Even though you may be an expert in your field, that doesn’t insulate you from occasional failures. In fact, long ago I realized that everyone has failures, they are part of being active in the world.
Both experts and amateurs have failures. What really separates professionals from amateurs is this: how they respond to the failure.
Some people say we learn a lot more from failure than we do from success, and that has some truth to it. I’ll get to that in a minute.
First let me list the ways I’ve developed over the years to deal with failures. This is a necessity. Whether it’s an appointment missed, a mistake from inattention, or a misunderstanding that could have been avoided, there are just those days where your number is up.
What to do? Try this:
- Admit you blew it. You won’t get anywhere unless you can be honest with yourself.
- Stay out of black and white land. It probably isn’t as bad as you think it is, or it won’t last as long as you think it will.
- Be ruthless in looking for the reason you failed. Was it laziness? Wrong assumptions? Something outside your control? See #1 above.
- Project yourself into the future. Can you see yourself attempting something similar in the future? How would you avoid this failure?
- Don’t give up. The upside of our failures is that they point out where we’ve glossed over something we should have studied, or simply missed a crucial piece of the puzzle. With this new knowledge, you’ve greatly increased your chances of success next time around.
Make It Personal
Here are a few of my recent failures, and what I took away from them.
- Trapped in Tweakland
When a client some time ago started asking for more and more samples, each with smaller and smaller variants on the design elements in his book, I decided to charge him and let him order as many as he wanted. This was a big mistake. I spent the next six weeks feeling like I was running a sample factory and, even though I charged for the work, it caused problems with my schedules and made me a pain to be around the whole time until the job was finished.
Lesson: Be specific about what you will and will not do. Imagine the worst.
- Chasing My Own (Ego’s) Tail
I did a set of cover designs for a client, who liked them but felt they weren’t quite right. Feeling like I was close to a solution, I did some more, without success. Then the client sent me some artwork to try, so I sat down and created even more covers, all the while feeling like I was just about to have a breakthrough. In the end I had 29 cover designs and the client, who liked none of them, eventually went elsewhere.

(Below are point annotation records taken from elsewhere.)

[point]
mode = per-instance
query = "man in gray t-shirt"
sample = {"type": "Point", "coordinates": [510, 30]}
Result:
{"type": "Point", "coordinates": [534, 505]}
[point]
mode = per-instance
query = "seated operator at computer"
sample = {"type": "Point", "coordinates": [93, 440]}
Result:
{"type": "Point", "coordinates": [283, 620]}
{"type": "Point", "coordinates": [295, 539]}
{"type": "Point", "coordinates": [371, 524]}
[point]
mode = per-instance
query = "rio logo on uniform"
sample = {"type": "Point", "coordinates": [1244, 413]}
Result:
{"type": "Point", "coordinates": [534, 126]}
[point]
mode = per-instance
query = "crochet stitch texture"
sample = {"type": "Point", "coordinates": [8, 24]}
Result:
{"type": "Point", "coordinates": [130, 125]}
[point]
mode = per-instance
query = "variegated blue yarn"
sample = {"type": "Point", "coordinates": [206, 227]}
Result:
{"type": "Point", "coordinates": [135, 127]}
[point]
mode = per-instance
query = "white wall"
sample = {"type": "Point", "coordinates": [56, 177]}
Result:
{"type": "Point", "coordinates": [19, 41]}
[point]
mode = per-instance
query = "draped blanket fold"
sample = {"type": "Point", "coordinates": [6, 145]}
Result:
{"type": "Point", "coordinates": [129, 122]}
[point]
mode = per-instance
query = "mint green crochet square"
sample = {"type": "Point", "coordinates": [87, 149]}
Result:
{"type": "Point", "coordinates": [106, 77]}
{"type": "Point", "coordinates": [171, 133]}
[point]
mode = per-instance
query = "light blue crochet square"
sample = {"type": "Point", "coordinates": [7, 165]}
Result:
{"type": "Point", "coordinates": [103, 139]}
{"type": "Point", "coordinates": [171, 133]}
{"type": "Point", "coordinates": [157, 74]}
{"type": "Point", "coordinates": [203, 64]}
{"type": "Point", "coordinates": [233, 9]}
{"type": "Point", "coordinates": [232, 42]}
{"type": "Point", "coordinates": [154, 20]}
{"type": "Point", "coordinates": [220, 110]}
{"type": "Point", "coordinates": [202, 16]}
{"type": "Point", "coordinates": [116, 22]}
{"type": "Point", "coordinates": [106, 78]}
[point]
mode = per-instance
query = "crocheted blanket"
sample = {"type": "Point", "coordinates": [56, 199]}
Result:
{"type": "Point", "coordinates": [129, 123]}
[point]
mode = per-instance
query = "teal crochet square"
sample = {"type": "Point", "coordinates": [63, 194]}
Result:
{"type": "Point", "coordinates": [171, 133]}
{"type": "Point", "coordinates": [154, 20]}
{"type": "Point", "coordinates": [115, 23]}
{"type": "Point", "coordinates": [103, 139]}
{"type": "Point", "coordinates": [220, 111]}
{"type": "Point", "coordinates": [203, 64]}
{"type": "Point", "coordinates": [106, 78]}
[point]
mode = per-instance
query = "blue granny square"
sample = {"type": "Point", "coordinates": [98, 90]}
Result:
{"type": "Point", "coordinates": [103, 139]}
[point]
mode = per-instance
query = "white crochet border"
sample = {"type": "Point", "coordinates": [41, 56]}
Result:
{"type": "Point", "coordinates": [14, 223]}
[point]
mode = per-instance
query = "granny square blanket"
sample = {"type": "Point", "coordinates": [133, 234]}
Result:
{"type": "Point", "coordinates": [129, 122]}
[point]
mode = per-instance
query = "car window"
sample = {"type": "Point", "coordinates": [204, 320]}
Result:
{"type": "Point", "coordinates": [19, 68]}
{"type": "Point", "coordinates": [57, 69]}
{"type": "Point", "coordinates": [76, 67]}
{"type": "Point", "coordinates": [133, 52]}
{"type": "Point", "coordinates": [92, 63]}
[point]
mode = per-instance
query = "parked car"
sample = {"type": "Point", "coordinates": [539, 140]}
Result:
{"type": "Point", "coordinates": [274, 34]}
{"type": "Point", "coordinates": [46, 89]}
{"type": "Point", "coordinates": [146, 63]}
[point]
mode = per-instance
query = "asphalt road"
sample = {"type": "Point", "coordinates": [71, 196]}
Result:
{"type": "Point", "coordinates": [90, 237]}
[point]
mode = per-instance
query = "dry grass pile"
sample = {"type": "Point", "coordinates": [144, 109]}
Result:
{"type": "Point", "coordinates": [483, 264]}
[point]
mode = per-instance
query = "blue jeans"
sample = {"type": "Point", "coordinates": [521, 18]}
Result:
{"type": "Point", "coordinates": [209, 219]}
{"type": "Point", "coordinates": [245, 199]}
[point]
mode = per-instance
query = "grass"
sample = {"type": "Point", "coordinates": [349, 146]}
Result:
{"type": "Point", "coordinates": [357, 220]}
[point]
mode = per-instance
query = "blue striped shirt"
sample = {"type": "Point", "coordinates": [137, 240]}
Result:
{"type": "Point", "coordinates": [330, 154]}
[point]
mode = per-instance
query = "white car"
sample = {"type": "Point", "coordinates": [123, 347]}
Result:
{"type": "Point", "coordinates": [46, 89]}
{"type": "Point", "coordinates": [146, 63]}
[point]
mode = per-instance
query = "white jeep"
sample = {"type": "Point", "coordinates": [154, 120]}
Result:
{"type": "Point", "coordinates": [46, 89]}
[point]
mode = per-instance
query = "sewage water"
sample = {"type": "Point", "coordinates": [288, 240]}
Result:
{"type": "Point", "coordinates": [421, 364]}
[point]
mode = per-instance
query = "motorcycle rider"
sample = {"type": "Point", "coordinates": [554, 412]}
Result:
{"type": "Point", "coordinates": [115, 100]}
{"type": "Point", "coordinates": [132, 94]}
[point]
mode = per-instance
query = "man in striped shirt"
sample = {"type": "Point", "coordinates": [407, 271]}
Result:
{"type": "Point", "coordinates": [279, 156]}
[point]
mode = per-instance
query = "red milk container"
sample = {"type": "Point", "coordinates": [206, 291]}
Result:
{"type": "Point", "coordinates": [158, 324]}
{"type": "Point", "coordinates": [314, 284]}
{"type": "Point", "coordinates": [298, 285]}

Lesson: You’re not doing anyone a favor by not insisting on a clear path to completion.
- Losing My Cool
Working with a brand new publisher, I was halfway through a project that was proving a bit more complex than my client had anticipated. At one point I got impatient and explained that the work he was asking me to do was really an editorial function, and something that ought to have been done before the book ever went into production. I went on to explain the exact meaning of “author’s alterations” and that I was looking out for his interests. I never heard from him again.
Lesson: When explaining where a project has gone off the rails, make sure to take other people’s feelings into account.
- Being Disorganized
One of my best referral sources for high-quality projects sent a client to me to see if we could work together. Because the client came from an unfamiliar direction and didn’t mention my contact, I was slow to respond. I thought it was an unsolicited inquiry. Although I will eventually answer all of them, referrals coming from a valuable source need to be answered promptly. Eventually time ran out and the lucrative project went to someone else.
Lesson: If I take on more work than I can handle, it doesn’t help me or my clients.
I didn’t set out to learn these lessons. In each case, I was trying to deal with the necessities of the day when a project went sideways. But the lessons I’ve learned through these failures and many others like them form the basis of professional competance and confidence.
What I mean is that when you’ve faced challenges like these and found a way to keep going and make something out of the situation, you naturally have more confidence going into new situations.
Although you’re more keenly aware of what can go wrong, you also build up an innate sense that you’ll be able to handle it.
In this weird way, failure builds your success as nothing else can. And yet, taking risks remains incredibly hard. Even when we know that the worst that can happen is we’ll fail, and learn something from it.
So go out there and fail, it could be the best thing that ever happened to you.